In my model, in most cases there are two events: Enlightenment and Realization. There’s a process for most people after Enlightenment whereby residues of ignorance and bad habits require a good brush, soap and a bucket. That is why the subtitle of my book is “a manual for spiritual janitors”. After Enlightenment it is time to get on our knees and brush rather than trumpet to the world that we are awakened and start teaching before this work is done. Read the book and ask for clarification if you want to continue discussing this. This was my experience, I am living and can discuss this. If other teachers are alive, go and ask them too, and determine what makes sense or not. Also, you told me that awakening has not happened to you, what is it to you what others say about what happens after awakening? Make a note of it and go do what you can to do in your present situation.
—All of this makes me think that maybe each enlightenment is very particular. As if there were enlightenments, not a single enlightenment. Or different degrees of enlightenment. Or deepening of enlightenments.

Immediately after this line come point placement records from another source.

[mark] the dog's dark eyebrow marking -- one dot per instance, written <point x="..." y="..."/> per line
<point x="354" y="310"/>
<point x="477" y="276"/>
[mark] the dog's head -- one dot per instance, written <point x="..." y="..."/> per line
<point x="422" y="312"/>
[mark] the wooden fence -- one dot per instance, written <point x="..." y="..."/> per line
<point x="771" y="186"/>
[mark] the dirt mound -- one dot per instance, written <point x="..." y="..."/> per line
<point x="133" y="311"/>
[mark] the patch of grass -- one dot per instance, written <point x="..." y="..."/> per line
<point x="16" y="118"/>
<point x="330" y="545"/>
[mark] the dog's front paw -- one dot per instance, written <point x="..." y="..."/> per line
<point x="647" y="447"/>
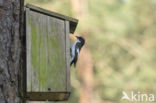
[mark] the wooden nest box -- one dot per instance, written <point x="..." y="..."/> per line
<point x="47" y="55"/>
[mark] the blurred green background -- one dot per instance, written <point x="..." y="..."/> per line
<point x="120" y="50"/>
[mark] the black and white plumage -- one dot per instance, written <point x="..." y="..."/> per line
<point x="75" y="50"/>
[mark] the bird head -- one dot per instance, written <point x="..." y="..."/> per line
<point x="81" y="39"/>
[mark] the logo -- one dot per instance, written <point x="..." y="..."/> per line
<point x="138" y="97"/>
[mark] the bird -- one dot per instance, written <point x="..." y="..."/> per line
<point x="75" y="50"/>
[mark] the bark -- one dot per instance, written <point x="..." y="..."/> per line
<point x="10" y="50"/>
<point x="85" y="62"/>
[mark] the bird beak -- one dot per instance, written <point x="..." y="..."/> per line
<point x="76" y="37"/>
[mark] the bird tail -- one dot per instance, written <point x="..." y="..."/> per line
<point x="71" y="63"/>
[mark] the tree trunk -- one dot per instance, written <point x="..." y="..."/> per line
<point x="10" y="50"/>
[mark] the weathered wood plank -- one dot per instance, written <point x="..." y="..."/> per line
<point x="67" y="54"/>
<point x="46" y="64"/>
<point x="51" y="96"/>
<point x="73" y="22"/>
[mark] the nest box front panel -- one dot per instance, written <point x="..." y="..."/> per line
<point x="46" y="47"/>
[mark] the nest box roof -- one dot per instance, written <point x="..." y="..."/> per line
<point x="73" y="22"/>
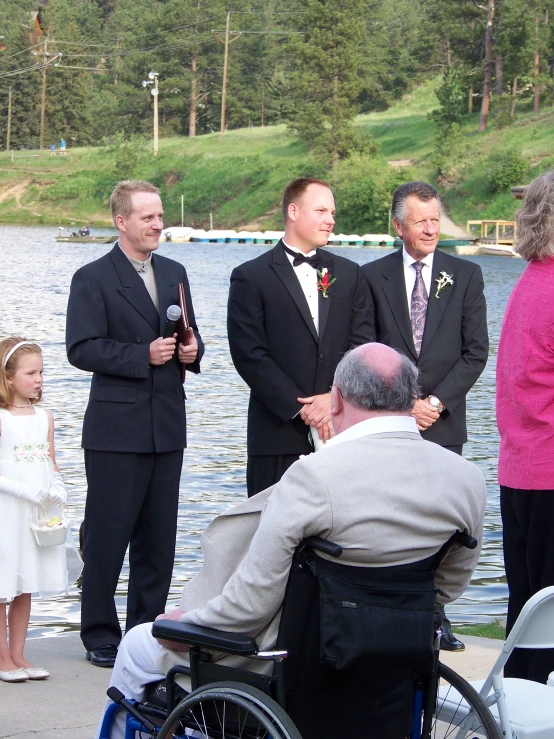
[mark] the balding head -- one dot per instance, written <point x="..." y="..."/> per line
<point x="371" y="380"/>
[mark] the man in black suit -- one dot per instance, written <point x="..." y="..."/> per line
<point x="134" y="429"/>
<point x="431" y="306"/>
<point x="292" y="314"/>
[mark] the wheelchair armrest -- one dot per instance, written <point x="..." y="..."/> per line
<point x="202" y="636"/>
<point x="323" y="545"/>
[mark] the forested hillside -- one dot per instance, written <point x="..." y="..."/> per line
<point x="312" y="64"/>
<point x="461" y="91"/>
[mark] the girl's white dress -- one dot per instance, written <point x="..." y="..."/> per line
<point x="24" y="566"/>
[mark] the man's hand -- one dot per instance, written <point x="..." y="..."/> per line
<point x="316" y="410"/>
<point x="162" y="350"/>
<point x="189" y="351"/>
<point x="325" y="430"/>
<point x="424" y="414"/>
<point x="173" y="615"/>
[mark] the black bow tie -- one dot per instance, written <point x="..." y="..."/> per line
<point x="313" y="261"/>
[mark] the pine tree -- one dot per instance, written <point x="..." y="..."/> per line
<point x="329" y="76"/>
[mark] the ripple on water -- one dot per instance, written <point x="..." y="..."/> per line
<point x="36" y="276"/>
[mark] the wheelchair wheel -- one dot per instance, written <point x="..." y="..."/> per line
<point x="228" y="710"/>
<point x="460" y="711"/>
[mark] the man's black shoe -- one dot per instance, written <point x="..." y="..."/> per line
<point x="449" y="643"/>
<point x="103" y="656"/>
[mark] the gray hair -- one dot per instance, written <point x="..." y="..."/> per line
<point x="535" y="220"/>
<point x="364" y="388"/>
<point x="421" y="190"/>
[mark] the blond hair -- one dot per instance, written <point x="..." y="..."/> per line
<point x="121" y="198"/>
<point x="9" y="368"/>
<point x="535" y="220"/>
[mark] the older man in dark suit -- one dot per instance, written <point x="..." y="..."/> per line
<point x="293" y="312"/>
<point x="431" y="306"/>
<point x="134" y="429"/>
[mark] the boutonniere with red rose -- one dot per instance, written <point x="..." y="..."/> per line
<point x="325" y="281"/>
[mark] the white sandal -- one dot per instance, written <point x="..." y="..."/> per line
<point x="36" y="673"/>
<point x="14" y="676"/>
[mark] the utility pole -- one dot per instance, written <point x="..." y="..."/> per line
<point x="227" y="41"/>
<point x="43" y="100"/>
<point x="153" y="80"/>
<point x="155" y="94"/>
<point x="8" y="136"/>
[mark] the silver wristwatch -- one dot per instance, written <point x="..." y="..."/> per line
<point x="435" y="402"/>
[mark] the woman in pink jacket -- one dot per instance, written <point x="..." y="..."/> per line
<point x="525" y="416"/>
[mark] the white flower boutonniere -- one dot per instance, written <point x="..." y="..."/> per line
<point x="442" y="281"/>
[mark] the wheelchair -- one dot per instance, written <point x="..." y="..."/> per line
<point x="364" y="640"/>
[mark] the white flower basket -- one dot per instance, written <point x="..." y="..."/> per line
<point x="48" y="535"/>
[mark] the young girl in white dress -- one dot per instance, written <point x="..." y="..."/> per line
<point x="29" y="478"/>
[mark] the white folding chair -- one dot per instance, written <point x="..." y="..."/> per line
<point x="522" y="708"/>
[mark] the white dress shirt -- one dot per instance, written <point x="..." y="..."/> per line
<point x="410" y="274"/>
<point x="378" y="425"/>
<point x="307" y="277"/>
<point x="145" y="271"/>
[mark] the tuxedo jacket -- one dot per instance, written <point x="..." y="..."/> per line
<point x="455" y="343"/>
<point x="276" y="349"/>
<point x="111" y="322"/>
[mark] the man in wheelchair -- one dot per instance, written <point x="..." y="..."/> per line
<point x="377" y="489"/>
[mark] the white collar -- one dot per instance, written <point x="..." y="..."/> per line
<point x="378" y="425"/>
<point x="137" y="264"/>
<point x="408" y="260"/>
<point x="299" y="251"/>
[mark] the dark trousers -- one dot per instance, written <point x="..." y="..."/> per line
<point x="263" y="471"/>
<point x="131" y="500"/>
<point x="527" y="517"/>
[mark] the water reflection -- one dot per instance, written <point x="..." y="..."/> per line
<point x="36" y="273"/>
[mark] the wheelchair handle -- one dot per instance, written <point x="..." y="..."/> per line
<point x="118" y="697"/>
<point x="323" y="545"/>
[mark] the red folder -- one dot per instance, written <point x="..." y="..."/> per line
<point x="183" y="324"/>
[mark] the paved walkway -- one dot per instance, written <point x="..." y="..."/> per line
<point x="68" y="704"/>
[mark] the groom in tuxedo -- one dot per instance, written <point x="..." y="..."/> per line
<point x="431" y="306"/>
<point x="292" y="314"/>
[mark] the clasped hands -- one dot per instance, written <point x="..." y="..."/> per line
<point x="424" y="413"/>
<point x="161" y="350"/>
<point x="55" y="495"/>
<point x="316" y="412"/>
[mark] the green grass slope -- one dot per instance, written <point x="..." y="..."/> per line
<point x="239" y="177"/>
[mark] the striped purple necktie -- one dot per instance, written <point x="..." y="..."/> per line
<point x="418" y="308"/>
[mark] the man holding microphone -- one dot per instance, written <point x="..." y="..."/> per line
<point x="134" y="430"/>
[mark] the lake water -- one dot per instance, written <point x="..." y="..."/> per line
<point x="35" y="278"/>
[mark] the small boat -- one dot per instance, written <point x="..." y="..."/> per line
<point x="497" y="250"/>
<point x="378" y="240"/>
<point x="177" y="234"/>
<point x="451" y="243"/>
<point x="77" y="238"/>
<point x="487" y="249"/>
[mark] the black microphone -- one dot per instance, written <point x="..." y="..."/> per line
<point x="173" y="315"/>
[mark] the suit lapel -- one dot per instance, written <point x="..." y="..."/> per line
<point x="167" y="288"/>
<point x="325" y="304"/>
<point x="133" y="288"/>
<point x="394" y="287"/>
<point x="436" y="306"/>
<point x="284" y="271"/>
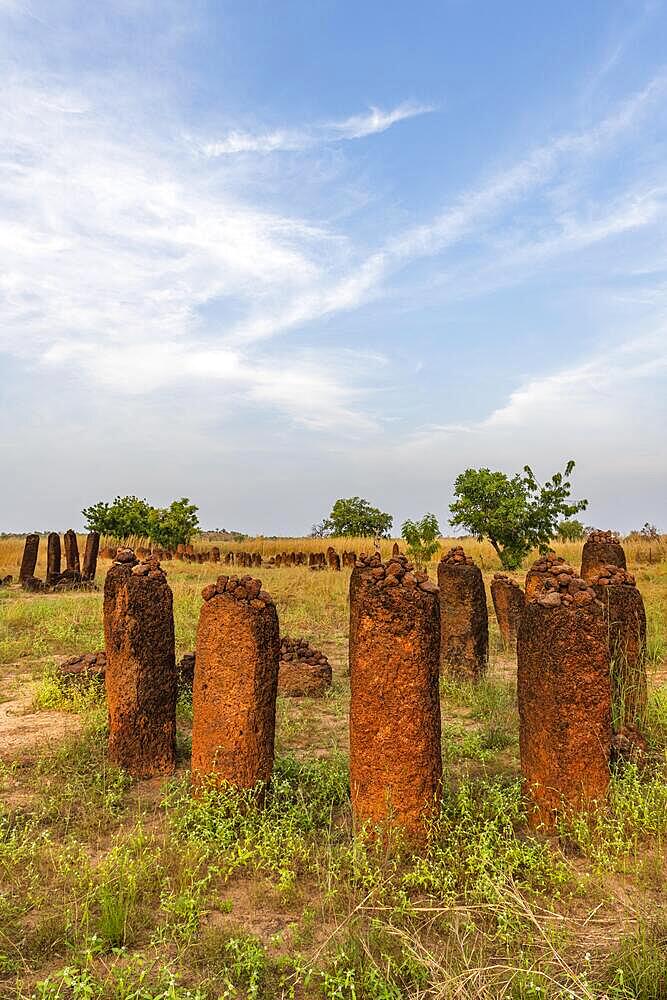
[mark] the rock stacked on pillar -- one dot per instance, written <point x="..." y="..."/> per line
<point x="564" y="695"/>
<point x="29" y="559"/>
<point x="601" y="549"/>
<point x="141" y="667"/>
<point x="395" y="756"/>
<point x="464" y="620"/>
<point x="508" y="603"/>
<point x="53" y="559"/>
<point x="303" y="670"/>
<point x="235" y="684"/>
<point x="626" y="629"/>
<point x="71" y="547"/>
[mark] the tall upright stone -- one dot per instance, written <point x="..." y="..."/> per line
<point x="508" y="603"/>
<point x="29" y="558"/>
<point x="235" y="685"/>
<point x="53" y="558"/>
<point x="141" y="676"/>
<point x="395" y="754"/>
<point x="71" y="547"/>
<point x="90" y="555"/>
<point x="464" y="619"/>
<point x="564" y="695"/>
<point x="601" y="549"/>
<point x="625" y="615"/>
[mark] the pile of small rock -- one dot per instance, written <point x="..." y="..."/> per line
<point x="602" y="536"/>
<point x="300" y="651"/>
<point x="244" y="589"/>
<point x="397" y="572"/>
<point x="559" y="583"/>
<point x="457" y="555"/>
<point x="85" y="667"/>
<point x="303" y="669"/>
<point x="613" y="575"/>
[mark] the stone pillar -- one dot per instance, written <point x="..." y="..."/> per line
<point x="544" y="574"/>
<point x="464" y="621"/>
<point x="508" y="603"/>
<point x="395" y="755"/>
<point x="235" y="684"/>
<point x="53" y="558"/>
<point x="601" y="549"/>
<point x="90" y="555"/>
<point x="141" y="676"/>
<point x="626" y="629"/>
<point x="29" y="559"/>
<point x="564" y="695"/>
<point x="71" y="546"/>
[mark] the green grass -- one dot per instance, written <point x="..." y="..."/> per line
<point x="112" y="889"/>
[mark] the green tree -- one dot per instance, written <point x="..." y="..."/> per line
<point x="357" y="518"/>
<point x="516" y="514"/>
<point x="173" y="525"/>
<point x="423" y="538"/>
<point x="571" y="531"/>
<point x="125" y="517"/>
<point x="129" y="516"/>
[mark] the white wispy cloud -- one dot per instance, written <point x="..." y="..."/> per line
<point x="359" y="126"/>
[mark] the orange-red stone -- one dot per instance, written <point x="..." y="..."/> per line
<point x="395" y="755"/>
<point x="508" y="603"/>
<point x="140" y="677"/>
<point x="234" y="691"/>
<point x="564" y="694"/>
<point x="464" y="620"/>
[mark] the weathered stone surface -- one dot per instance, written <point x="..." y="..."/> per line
<point x="395" y="755"/>
<point x="71" y="547"/>
<point x="304" y="671"/>
<point x="84" y="668"/>
<point x="626" y="629"/>
<point x="554" y="582"/>
<point x="464" y="620"/>
<point x="90" y="555"/>
<point x="508" y="603"/>
<point x="564" y="695"/>
<point x="53" y="558"/>
<point x="601" y="549"/>
<point x="141" y="666"/>
<point x="29" y="559"/>
<point x="235" y="685"/>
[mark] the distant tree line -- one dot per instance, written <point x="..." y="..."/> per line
<point x="129" y="516"/>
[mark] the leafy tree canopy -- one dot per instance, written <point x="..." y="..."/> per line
<point x="516" y="514"/>
<point x="356" y="517"/>
<point x="422" y="537"/>
<point x="130" y="516"/>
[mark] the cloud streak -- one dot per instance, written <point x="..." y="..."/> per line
<point x="372" y="122"/>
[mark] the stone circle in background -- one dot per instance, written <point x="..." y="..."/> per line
<point x="304" y="671"/>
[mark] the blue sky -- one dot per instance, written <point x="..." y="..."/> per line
<point x="269" y="254"/>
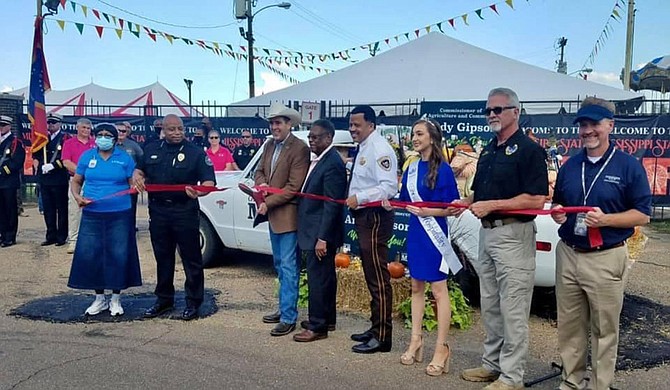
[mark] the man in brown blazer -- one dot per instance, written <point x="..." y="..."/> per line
<point x="284" y="164"/>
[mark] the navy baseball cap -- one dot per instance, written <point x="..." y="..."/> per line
<point x="594" y="113"/>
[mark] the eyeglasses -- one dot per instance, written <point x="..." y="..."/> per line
<point x="496" y="110"/>
<point x="315" y="136"/>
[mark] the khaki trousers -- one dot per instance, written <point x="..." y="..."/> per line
<point x="506" y="269"/>
<point x="589" y="295"/>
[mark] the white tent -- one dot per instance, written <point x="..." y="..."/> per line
<point x="436" y="67"/>
<point x="93" y="99"/>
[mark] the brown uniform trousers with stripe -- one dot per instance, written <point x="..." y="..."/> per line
<point x="375" y="227"/>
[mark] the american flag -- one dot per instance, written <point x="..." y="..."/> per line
<point x="39" y="83"/>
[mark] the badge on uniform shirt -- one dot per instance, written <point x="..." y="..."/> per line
<point x="580" y="225"/>
<point x="385" y="163"/>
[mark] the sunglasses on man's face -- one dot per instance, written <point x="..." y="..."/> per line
<point x="496" y="110"/>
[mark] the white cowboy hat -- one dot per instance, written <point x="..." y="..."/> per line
<point x="277" y="109"/>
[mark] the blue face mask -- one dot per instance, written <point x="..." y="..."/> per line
<point x="104" y="143"/>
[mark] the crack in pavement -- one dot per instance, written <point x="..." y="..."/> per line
<point x="61" y="364"/>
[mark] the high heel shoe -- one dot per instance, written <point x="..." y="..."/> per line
<point x="410" y="357"/>
<point x="434" y="369"/>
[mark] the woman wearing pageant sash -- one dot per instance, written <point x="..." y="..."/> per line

What is revealed in Enlightenment, and what is eliminated in Realization, is the same for everyone. But how the personality, body, and soul react and manifest must certainly be different for each person. Even the degree of detachment from the manifestation is different for each person. That is the beauty of the manifestation, and how the universe manages not to be boring, no two objects are alike.
—What I want to make clear is that I have no fantasies about perfection or constant bliss, nothing like that.
You do have a fantasy about Enlightenment and what kind of suffering it removes and that fantasy is enough to throw you off the scent in your seeking. This fantasy has the effect of not only making the search continue but it will keep leading you into cul-de-sacs.
This is a common sticking point for many seekers. They don’t want to do the work and go through he trouble of understanding the mechanics of the psyche and the weaknesses of the human personality. They put all suffering and pain in the same bucked and don’t know what to do with them because they each require a different approach. Knowing your weakness is a requirement. It will be quicker and easier to deal with with pain and suffering if you know your personality and the laws that operate through it, rather than expect that Enlightenment will solve everything automatically—it will not. Being pragmatic is an asset. I suggest you question and investigate your view that you have no fantasies about what you want from spirituality and take a good look at what reality is willing to offer you.